When did you know you were in love with cupcakes?
I developed a love for cupcakes circa 2010. Prior to that it was white sheet cake from Ralphs grocery store. I’d just slice small bites of cake, as if eating 50 small bites wasn’t the same thing as eating the entire cake — who was I fooling? So now, I satiate myself by eating a whole entire TINY cupcake instead.
Why direct comedy? How is it different from directing other genres of film?
Comedy comes more natural to me. The way people behave is funny to me. It’s like I can see behavior like that kid saw dead people. I love subtext, like watching a boy hit on a girl and act all suave, but if you’re paying attention, his body language is actually saying, “I’m scared shitless to be talking to this chick.” I’m like a sleuth — I want to uncover what’s really going on, then exploit what people try to hide in a funny way. With drama, you can’t be as weird sometimes and get away with it. I like the strange and the weird.
If Chuck Norris were to corner you in an alley and challenge you to a duel, what would be your weapon of choice?
I would drink a cup of “Kick Butt Coffee” — why? Because down in Austin, TX, where I’m from, if you drink a cup of coffee from the Kick Butt Coffee there, it says, “You’ll have Chuck Norris strength!” P.S. That’s my brother’s coffee shop … and that’s what they advertise!
Do you have a comedy director you look up to? Why?
So many. I will keep it contemporary and say Jason Reitman. I mean, the material he picks shows he clearly cares about what he’s directing. He’s thoughtful and he’s not afraid to take stabs at social mores.
What’s the no. 1 lesson you’ve learned so far about directing?
Work with a great producer. If a producer is on top of his/her game and supports your vision and your team, you can accomplish anything!
As a woman, do you note any differences in how you work with your cast and crew versus how a male director does?
I see people more as individuals and note the differences between each person, not just men or women. I do wish more women were directing. Only 16 percent of Hollywood’s films (or even less) are directed by women. So the difference I see is, where are the ladies??
In a dream gig, which comedy actress/comedienne would you love to direct?
I would love to direct Catherine Keener — she’s awesome! So genuine, naturally funny and so much raw emotion goes into her performances.
Which character do you most resemble from The Divas?
I’m half Betty and half Lucille. I’m proud to be a quirky girl — who busts ass to get things done.
When you’re not directing comedy, you’re… ?
I’m writing or doing my best to get a project off the ground. Or eating cupcakes in 50 tiny pieces.
What’s your favorite comedy movie or T.V. show of all time?
Wow — what a tough question. I love end of the world movies where humans destroy themselves, like Children of Men or Idiocracy. I find it to be the ultimate irony. For TV, I love female driven comedies — Carole Burnett Show, 30 Rock, Roseanne.
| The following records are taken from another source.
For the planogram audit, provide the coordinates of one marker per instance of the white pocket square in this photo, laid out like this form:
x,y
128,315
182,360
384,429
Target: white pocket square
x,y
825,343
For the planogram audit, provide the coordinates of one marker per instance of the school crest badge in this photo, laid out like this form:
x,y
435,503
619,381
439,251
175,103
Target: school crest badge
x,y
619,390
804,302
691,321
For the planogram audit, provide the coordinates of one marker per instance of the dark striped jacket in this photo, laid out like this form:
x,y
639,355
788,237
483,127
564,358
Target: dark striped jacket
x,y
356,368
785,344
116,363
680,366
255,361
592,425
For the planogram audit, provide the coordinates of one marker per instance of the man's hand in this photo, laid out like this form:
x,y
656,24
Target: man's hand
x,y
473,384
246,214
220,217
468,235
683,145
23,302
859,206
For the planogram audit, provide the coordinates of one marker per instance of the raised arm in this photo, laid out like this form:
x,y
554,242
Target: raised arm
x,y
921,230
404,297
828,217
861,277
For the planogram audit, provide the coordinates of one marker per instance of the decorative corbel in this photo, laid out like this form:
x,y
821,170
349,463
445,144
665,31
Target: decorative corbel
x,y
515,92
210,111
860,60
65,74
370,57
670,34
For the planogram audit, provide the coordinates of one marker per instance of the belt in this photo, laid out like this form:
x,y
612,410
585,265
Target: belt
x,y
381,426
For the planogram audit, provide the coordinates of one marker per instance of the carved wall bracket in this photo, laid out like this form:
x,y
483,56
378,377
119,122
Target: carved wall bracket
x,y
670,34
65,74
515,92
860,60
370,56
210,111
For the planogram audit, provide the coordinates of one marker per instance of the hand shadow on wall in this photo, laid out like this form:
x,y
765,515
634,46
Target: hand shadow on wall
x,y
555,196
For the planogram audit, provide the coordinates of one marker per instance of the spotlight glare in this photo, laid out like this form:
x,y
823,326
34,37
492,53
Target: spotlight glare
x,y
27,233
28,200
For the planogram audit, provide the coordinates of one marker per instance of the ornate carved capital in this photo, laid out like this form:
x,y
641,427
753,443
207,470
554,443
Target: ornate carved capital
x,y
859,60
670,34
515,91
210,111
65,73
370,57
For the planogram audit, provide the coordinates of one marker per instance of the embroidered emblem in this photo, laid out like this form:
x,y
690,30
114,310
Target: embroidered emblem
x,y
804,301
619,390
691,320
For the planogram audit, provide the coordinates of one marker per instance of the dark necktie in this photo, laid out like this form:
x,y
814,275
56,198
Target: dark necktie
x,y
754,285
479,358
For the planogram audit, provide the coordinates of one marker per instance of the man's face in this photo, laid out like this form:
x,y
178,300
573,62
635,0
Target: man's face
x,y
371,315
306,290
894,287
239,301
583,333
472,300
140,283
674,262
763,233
Title of your autobiography?
I Mean, Are You Serious? by Joy Gohring
And now a taste of what that autobiography would be like:
Joy Gohring co-created and directed the highly acclaimed, Date a Human (www.DateAHuman.com). She is currently directing Undergrads, a web series for James Franco’s Rabbit Bandini Productions.
Joy’s short 18 garnered her the attention needed to segue into feature films. Currently in development: Woomen, starring Jane Seymour, Sugar Baby, and The Flaming Jerk. She has written for Lionsgate, FX, Oxygen, Disney, HBO, Universal and Yahoo! Joy won “Best Short” at the Cannes Independent Film Festival 2011 for Mental.
Joy began as a comic in 2000 when she was chosen from thousands of acts to perform at HBO’s Comedy Arts Festival. She was spotted by Carsey-Werner-Mandabach and subsequently created, wrote and/or starred in two TV series, including Good Girls Don’t…
Joy is an alumnus of the University of Texas, Austin, and American Film Institute’s prestigious “Directing Workshop for Women.” Her mother was a former nun, her father … a former monk.